A scientific study called "Scan Pyramids" ushered in November 2015 has revealed that the ancient Great Pyramid of Giza built as a tomb for the pharaoh Khufu, has some mysterious cavity or void inside, triggering an unprecedented interest among experts.
The thermal mapping of Great Pyramid of Giza included four masterpieces of the Fourth Dynasty (2575-2465): on the site of Dahshur, about 15 kilometers south of Saqqara.
The second one is the South pyramid, called the Bent, and third one is the North pyramid, called the Red, both built by Snefru (2575 - 2551). The fourth one is about 20 kilometers from Cairo. The pyramids of Khufu and Khafre were built by the son and grand-son of Snefru.
"Such a big void can't be an accident," stressed Mehdi Tayoubi, president of the non-profit Heritage Innovation Preservation Institute in Paris, who led the research.
Built with an estimated 2.3 million stone blocks and standing 140 meters tall and 230 meters wide, the Great Pyramid is an engineering marvel, built for Khufu, who died in 2566 B.C.
Using cosmic rays, subatomic particles from above, the new team of physicists found a previously unknown void within the pyramid by obtaining its imaging with more powerful particles called muons. Tens of thousands of muons scan each square meter of Earth. Unlike electrons which pierce a few centimeters, muons are 207 times as massive and travel through hundreds of meters of stone before being absorbed.

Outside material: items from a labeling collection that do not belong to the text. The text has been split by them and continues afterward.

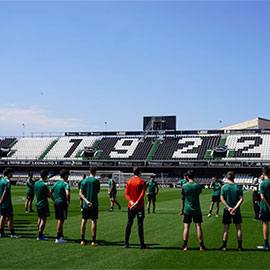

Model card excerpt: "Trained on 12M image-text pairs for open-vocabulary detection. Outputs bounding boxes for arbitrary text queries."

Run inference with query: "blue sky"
[0,1,270,136]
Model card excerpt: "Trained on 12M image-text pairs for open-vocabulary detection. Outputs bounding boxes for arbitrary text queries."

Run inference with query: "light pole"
[22,123,25,138]
[219,120,222,129]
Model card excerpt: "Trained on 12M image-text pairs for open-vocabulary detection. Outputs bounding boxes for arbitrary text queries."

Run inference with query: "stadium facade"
[0,118,270,183]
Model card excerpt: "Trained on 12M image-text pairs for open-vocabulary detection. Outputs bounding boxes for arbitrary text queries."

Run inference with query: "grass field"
[0,186,270,269]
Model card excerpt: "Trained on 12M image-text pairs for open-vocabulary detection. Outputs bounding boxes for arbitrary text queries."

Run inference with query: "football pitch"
[0,186,270,269]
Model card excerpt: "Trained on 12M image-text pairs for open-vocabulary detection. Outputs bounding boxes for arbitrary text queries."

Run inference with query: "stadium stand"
[3,138,55,160]
[44,137,96,160]
[153,136,220,160]
[0,138,16,148]
[97,138,153,160]
[0,134,270,161]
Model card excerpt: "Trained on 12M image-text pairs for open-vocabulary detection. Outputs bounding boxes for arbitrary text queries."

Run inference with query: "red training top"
[125,176,146,209]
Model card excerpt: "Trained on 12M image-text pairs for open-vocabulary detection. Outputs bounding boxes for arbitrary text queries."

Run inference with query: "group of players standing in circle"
[0,167,270,251]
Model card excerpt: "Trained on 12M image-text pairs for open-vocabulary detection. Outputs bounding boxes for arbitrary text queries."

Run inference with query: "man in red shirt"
[124,167,149,249]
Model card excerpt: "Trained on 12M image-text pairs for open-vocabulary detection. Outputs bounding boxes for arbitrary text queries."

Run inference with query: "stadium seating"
[0,134,270,161]
[4,138,55,160]
[223,174,254,185]
[0,138,16,148]
[153,136,220,160]
[225,134,270,160]
[44,137,96,160]
[95,138,153,160]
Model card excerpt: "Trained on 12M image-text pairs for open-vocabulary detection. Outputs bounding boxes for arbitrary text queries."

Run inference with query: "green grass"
[0,186,269,269]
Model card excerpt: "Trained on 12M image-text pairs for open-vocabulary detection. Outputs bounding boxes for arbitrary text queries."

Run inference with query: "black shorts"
[54,202,68,220]
[27,192,35,200]
[109,191,116,199]
[222,209,242,224]
[128,208,145,222]
[212,195,220,202]
[0,207,13,217]
[82,207,98,220]
[147,194,156,202]
[37,207,50,218]
[183,213,202,224]
[261,211,270,221]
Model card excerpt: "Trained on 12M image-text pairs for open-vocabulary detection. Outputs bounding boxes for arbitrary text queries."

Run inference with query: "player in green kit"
[208,176,223,217]
[257,168,270,250]
[146,175,159,214]
[51,169,70,243]
[177,173,188,216]
[219,172,244,251]
[78,174,86,211]
[80,168,100,246]
[34,170,53,241]
[0,168,19,238]
[108,174,121,212]
[181,170,207,251]
[25,172,35,213]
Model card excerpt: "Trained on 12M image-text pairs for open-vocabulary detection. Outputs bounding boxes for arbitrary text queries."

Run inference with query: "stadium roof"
[220,117,270,130]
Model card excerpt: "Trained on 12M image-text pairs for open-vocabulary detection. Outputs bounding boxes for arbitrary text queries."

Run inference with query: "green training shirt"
[212,180,222,196]
[220,183,243,215]
[26,178,35,194]
[34,180,50,209]
[182,182,202,216]
[108,179,116,192]
[51,180,70,203]
[0,177,12,209]
[146,181,157,195]
[259,179,270,212]
[80,177,100,208]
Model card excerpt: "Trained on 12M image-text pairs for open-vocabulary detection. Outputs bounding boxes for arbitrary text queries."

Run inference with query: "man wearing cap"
[146,175,159,214]
[51,169,70,243]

Though muon imaging was undertaken in the late 1960s, no anamolies were found. And 30 years ago, when EDF foundation detected a density anomaly in the form of a spiral in Khufu, it led to seek more scientific imaging of the pyramids without causing any material destruction.
In November 2015, using the techniques developed in Japan by the teams of KEK (High Energy Accelerator research Organization) and Nagoya University, a muon radiography centre was set up in Cairo to get concrete results.

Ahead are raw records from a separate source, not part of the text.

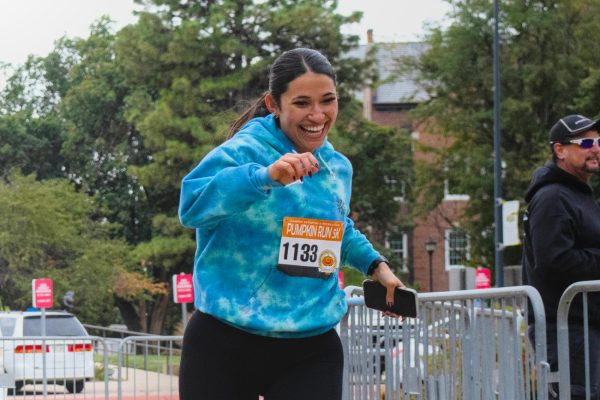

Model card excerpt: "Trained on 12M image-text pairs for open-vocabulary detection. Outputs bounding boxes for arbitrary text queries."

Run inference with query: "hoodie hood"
[525,161,592,202]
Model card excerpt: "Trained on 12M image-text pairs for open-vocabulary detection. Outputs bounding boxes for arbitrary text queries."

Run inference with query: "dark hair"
[227,47,336,139]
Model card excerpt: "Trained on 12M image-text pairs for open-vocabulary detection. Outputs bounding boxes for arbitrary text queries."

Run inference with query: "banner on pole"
[31,279,53,308]
[475,267,492,289]
[502,200,521,247]
[173,274,194,303]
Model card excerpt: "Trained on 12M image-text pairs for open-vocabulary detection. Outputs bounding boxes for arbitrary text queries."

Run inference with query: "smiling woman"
[179,48,404,400]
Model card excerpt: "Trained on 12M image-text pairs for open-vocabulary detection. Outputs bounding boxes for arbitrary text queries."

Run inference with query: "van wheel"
[65,381,84,393]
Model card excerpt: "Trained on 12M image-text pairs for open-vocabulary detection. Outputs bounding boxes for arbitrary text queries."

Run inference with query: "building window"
[445,229,469,269]
[444,162,470,201]
[385,232,408,272]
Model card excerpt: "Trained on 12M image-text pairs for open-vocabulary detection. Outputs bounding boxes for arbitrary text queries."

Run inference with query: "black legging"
[179,311,344,400]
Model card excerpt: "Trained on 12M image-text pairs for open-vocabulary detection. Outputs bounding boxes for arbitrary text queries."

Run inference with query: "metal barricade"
[117,336,183,400]
[556,281,600,400]
[0,336,110,399]
[340,286,549,400]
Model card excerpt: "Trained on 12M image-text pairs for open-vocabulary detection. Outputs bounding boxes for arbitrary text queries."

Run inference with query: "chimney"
[367,29,373,44]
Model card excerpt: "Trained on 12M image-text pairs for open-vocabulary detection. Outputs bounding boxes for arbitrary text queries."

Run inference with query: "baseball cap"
[550,114,600,143]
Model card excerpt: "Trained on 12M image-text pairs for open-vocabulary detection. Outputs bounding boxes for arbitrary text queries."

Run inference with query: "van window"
[23,315,87,336]
[0,317,17,336]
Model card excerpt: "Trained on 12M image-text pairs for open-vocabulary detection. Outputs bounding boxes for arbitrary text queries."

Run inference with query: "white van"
[0,311,94,393]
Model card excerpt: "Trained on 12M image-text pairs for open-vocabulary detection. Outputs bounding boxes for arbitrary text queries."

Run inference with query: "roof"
[348,42,429,105]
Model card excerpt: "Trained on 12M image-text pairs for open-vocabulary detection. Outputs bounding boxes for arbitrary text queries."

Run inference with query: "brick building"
[352,31,474,291]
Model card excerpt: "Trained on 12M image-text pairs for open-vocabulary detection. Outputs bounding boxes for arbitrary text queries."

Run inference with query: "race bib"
[277,217,344,278]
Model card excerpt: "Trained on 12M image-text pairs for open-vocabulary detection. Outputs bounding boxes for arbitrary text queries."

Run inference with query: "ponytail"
[226,47,336,139]
[225,92,271,140]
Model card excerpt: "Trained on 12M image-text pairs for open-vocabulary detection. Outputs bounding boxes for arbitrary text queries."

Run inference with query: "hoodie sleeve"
[529,190,600,284]
[179,145,270,228]
[342,217,380,275]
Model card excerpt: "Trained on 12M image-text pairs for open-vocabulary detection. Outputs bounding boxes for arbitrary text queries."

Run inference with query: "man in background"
[523,115,600,399]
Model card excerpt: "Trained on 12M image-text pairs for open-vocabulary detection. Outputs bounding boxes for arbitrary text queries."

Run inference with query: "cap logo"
[560,115,595,133]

The current experiment has revealed the presence of three known large cavities: the queen's and king's chambers, and a long corridor that connects them, known as the grand gallery. Surprisingly, they spotted a new void area above the grand gallery, which is mysterious.
The new cavity measuring 8 meters high, 2 meters wide and about 30 meters long — like a cathedral, rising 20 meters above the ground in the pyramid's core has become the major focus now triggering new interest in the study of pyramids by particle scientists, let alone archaeologists till recently.
Archaeologist Mark Lehner, director of Ancient Egypt Research Associates in Boston, who was not part of the current research team, said:"It's not the ideal place to contain a body." Perhaps, it could be a symbolic void meant to be a passage for the pharaoh's soul to heavens, Tayoubi explains.
Zahi Hawass, an Egyptologist who chaired the panel to review the latest project, rules out the possibility that the cavity could be a "secret room." He suggested that it could be part of the construction strategy to relieve the weight of the stone blocks above the grand gallery and to save it from collapse, and to protect the core chamber.
Mehdi Tayoubi is hopeful that their findings, published in Nature, would prepare the path for future scientific research missions.